Some points and long term usage estimates about the project:

  • 20 new products added daily, at roughly 20 x 100'specs' = 2000 record writes per day.

  • 1,000,000 page visits, and in worst case – same amount of search query runs per day.

  • Total record count for the tables is expected to reach 5,000,000 each.

  • Writes will be made by a semi-controlled group of people, where as read is public.

  • There are no complex 'transaction' type writes. The most complex write I can think of right now is – [one product row + 100 feature rows max] – at one shot

  • Require only a couple of constraints, but if necessitated by choice of MyISAM, I can enforce them at the application level itself.

  • DB access from other parts of the app – user registration, authentication etc.. will be few and far in between, I don't think they will have much effect.

Given all of that, I am biased towards MyISAM. But I need input from people already experienced in MySQL.

Questions:

  1. If the InnoDB run times are wrong/surprising, what have I missed in
    testing?
    Increasing buffer pool size dramatically increased performance. See above.
  2. If not, considering all of the above, is MyISAM really good
    choice in the long run?
  3. If MyISAM too turns out to be a bad choice
    later, how easily can I restructure the database? What options do I
    have?

On a side note:

  1. If choosing EAV was bad, what other architecture can I use for this project?

Best Answer

InnoDB and MyISAM each have their strengths and weaknesses.

If you have enough RAM, I would choose InnoDB because it caches data and index pages in the Buffer Pool.

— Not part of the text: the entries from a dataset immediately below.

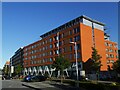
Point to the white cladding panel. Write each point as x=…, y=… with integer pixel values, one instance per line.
x=97, y=26
x=87, y=22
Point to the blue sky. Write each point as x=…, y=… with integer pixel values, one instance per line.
x=23, y=23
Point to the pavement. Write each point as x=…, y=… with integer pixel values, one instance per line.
x=49, y=85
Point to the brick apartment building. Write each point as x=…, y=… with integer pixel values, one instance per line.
x=17, y=59
x=86, y=32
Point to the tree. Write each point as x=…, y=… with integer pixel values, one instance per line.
x=60, y=64
x=96, y=65
x=116, y=66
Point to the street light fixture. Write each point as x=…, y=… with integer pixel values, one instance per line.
x=76, y=60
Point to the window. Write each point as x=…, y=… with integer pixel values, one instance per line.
x=56, y=51
x=111, y=61
x=107, y=56
x=51, y=53
x=50, y=45
x=110, y=45
x=70, y=39
x=50, y=39
x=107, y=49
x=70, y=32
x=60, y=50
x=76, y=30
x=78, y=55
x=62, y=35
x=56, y=44
x=110, y=50
x=70, y=56
x=51, y=59
x=78, y=46
x=60, y=43
x=106, y=44
x=76, y=38
x=70, y=48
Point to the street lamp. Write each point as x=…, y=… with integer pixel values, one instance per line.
x=76, y=60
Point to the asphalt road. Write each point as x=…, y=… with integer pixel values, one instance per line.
x=13, y=85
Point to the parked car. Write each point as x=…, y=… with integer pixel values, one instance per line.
x=38, y=78
x=27, y=78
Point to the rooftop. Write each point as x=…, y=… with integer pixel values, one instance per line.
x=69, y=24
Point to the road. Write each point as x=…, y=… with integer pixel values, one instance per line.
x=13, y=85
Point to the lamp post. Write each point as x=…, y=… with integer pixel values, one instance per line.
x=76, y=60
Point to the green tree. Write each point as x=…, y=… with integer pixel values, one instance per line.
x=116, y=66
x=96, y=58
x=60, y=64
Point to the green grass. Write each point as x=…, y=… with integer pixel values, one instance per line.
x=91, y=85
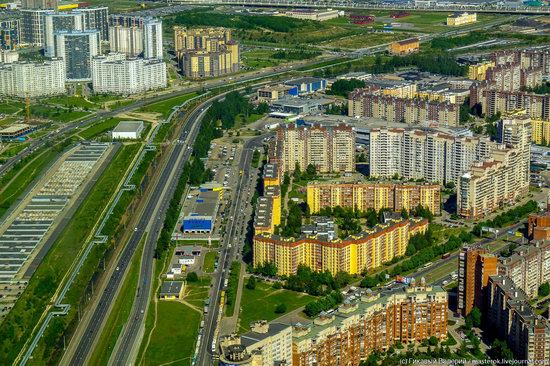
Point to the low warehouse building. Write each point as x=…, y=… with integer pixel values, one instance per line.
x=128, y=130
x=171, y=290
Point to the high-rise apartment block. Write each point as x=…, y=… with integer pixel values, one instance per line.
x=510, y=317
x=371, y=102
x=503, y=177
x=77, y=48
x=59, y=22
x=135, y=36
x=370, y=195
x=424, y=154
x=348, y=335
x=33, y=79
x=39, y=4
x=538, y=226
x=10, y=34
x=206, y=52
x=528, y=266
x=375, y=324
x=328, y=148
x=354, y=254
x=475, y=265
x=115, y=74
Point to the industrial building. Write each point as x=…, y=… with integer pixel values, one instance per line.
x=128, y=130
x=308, y=85
x=201, y=216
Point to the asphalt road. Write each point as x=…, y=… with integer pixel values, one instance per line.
x=158, y=201
x=235, y=237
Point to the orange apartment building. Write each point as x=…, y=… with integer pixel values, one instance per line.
x=475, y=265
x=354, y=331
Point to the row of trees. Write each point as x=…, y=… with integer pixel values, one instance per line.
x=511, y=216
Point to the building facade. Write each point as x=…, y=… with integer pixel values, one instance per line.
x=371, y=102
x=370, y=195
x=115, y=74
x=33, y=79
x=77, y=48
x=418, y=154
x=376, y=323
x=510, y=317
x=528, y=267
x=475, y=265
x=365, y=251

MyISAM only caches index pages in the Key Cache.

MyISAM tables experience full table locks for each INSERT, UPDATE, and DELETE. MyISAM tables always require disk access for data.

InnoDB tables always incur disk I/O in the following areas:

  • Double Write Buffer : Changes are posted in ibdata1 to avoid OS caching
  • Insert Buffer : Changes to Secondary (non-Unique) Indexes as posted in ibdata1
  • Data and Indexes
    • With innodb_file_per_table = 0, changes are written to ibdata1
    • With innodb_file_per_table = 1, changes are written to .ibd tablespace file. Read I/O against ibdata1 still necessary to crosscheck table metadata

SUMMARY

In an environment with the following:

  • heavy writes
  • heavy reads
  • tons of RAM
  • heavy connections

I would always choose InnoDB. Please check out my other post about InnoDB over MyISAM : When to switch from MyISAM to InnoDB?

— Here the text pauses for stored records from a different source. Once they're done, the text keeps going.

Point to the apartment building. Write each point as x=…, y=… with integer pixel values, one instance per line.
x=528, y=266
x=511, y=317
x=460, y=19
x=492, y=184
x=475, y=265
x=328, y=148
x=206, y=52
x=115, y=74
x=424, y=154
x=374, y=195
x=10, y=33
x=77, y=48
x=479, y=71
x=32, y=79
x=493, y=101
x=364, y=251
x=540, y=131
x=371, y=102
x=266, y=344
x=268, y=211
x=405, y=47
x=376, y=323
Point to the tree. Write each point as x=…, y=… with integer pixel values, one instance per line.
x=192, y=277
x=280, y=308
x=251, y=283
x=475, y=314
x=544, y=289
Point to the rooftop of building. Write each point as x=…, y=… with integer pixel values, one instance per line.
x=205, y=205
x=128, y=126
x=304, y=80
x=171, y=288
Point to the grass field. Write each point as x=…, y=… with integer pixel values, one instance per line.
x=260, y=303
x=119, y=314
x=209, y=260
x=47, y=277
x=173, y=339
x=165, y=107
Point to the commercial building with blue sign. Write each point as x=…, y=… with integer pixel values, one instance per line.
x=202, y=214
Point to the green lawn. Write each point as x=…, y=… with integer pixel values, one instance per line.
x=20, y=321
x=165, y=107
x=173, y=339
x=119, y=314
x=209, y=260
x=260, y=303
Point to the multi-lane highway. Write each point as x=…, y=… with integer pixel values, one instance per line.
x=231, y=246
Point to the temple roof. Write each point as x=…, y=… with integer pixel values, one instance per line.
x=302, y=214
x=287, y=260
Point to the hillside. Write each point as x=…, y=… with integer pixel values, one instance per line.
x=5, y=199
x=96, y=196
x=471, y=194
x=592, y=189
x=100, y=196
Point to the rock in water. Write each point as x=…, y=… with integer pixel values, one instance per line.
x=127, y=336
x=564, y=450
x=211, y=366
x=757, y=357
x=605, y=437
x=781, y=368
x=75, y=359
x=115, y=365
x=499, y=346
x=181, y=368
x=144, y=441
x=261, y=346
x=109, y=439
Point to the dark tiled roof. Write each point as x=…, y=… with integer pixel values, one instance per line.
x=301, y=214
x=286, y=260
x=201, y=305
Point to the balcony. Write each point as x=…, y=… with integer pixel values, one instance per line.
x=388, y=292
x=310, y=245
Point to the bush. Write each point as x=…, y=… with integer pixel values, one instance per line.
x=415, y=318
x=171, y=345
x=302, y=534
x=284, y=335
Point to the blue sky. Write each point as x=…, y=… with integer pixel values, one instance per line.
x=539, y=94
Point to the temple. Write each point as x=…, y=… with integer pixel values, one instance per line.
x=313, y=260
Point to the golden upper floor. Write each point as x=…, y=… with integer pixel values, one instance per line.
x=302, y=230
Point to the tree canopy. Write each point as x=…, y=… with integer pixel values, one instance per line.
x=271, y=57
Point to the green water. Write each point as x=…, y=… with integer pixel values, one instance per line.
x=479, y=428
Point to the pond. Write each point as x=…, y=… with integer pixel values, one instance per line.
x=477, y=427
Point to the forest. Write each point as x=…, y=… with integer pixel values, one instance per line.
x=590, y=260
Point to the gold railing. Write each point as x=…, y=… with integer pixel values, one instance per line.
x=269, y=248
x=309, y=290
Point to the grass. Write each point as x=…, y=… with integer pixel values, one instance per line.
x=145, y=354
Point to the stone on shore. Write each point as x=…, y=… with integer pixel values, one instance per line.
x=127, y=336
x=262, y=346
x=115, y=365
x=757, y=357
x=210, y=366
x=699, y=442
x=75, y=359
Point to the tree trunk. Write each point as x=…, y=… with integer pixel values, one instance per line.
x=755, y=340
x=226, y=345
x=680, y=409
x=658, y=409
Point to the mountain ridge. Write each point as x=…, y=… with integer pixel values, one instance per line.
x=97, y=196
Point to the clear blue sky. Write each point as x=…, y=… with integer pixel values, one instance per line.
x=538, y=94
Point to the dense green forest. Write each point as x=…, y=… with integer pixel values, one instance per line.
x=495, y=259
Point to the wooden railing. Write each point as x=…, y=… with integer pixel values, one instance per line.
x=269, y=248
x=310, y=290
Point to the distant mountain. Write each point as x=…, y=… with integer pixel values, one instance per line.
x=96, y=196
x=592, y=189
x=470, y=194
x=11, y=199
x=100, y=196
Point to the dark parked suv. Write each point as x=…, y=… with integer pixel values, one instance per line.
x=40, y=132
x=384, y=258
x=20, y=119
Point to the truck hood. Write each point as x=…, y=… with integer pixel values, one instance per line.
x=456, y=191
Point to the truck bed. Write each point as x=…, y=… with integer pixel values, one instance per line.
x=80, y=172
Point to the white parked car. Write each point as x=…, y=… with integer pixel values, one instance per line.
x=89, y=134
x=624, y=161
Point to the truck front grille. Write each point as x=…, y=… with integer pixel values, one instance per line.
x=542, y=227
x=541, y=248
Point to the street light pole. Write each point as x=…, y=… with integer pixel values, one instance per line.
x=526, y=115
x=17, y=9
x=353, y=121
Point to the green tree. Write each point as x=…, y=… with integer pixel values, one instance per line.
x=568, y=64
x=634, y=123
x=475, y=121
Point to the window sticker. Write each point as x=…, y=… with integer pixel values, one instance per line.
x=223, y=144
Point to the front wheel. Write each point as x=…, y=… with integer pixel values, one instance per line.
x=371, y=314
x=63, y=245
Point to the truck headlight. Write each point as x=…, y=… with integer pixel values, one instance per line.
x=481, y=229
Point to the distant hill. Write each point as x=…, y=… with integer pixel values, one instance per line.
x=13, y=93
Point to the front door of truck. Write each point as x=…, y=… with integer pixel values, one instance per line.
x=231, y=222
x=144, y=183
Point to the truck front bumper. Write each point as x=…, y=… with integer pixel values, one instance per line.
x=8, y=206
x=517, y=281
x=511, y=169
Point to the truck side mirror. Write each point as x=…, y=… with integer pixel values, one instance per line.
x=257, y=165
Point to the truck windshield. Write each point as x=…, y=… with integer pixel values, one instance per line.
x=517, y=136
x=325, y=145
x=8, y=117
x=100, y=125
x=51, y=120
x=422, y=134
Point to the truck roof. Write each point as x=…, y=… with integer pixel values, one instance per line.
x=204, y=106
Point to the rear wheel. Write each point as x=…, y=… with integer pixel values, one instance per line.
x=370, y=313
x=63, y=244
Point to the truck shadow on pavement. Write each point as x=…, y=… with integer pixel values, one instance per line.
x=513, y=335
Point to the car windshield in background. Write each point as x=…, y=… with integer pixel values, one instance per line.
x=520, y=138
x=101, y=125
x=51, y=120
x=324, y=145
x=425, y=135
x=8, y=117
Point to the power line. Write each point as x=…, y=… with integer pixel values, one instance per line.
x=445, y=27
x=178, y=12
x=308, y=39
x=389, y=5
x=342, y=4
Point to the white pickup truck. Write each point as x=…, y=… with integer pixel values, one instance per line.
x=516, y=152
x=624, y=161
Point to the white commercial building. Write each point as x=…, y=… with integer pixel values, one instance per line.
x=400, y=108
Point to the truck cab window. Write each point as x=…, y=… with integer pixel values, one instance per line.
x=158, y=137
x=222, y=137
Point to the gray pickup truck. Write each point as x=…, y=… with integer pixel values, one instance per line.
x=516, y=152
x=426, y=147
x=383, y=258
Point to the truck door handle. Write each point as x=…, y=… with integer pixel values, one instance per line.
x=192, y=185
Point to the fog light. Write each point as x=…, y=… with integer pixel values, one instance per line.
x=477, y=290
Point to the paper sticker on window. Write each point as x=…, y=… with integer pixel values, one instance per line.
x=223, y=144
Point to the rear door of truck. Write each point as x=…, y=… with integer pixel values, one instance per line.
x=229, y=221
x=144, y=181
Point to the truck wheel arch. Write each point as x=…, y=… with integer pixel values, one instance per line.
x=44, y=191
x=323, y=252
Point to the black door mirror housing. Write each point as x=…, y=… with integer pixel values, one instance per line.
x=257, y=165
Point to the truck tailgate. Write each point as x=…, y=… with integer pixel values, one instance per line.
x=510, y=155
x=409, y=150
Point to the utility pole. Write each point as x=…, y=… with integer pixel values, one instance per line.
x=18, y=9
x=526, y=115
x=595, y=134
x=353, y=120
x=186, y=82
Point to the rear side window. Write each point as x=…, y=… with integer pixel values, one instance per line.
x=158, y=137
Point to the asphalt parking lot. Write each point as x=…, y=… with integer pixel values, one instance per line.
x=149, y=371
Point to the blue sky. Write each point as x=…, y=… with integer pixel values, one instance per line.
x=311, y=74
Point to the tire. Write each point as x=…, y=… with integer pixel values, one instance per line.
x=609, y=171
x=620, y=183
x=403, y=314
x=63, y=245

When would I every choose MyISAM?

Under the following scenario

  • Using MySQL Replication
  • Master with all InnoDB
  • Slave with all tables converted to MyISAM
  • ALTER TABLE ... ROW_FORMAT=Fixed for all tables on the Slave

Disk I/O wise, MyISAM has a slight edge with ROW_FORMAT-Fixed because you only interact with one file, the .MYD file. The row size is completely predictable because VARCHAR is treated as CHAR this shortening access time for data retrieval.

On the other hand, InnoDB has to interact with multiple files (ibdata1, serveral read/write threads upon the .ibd of the InnoDB table).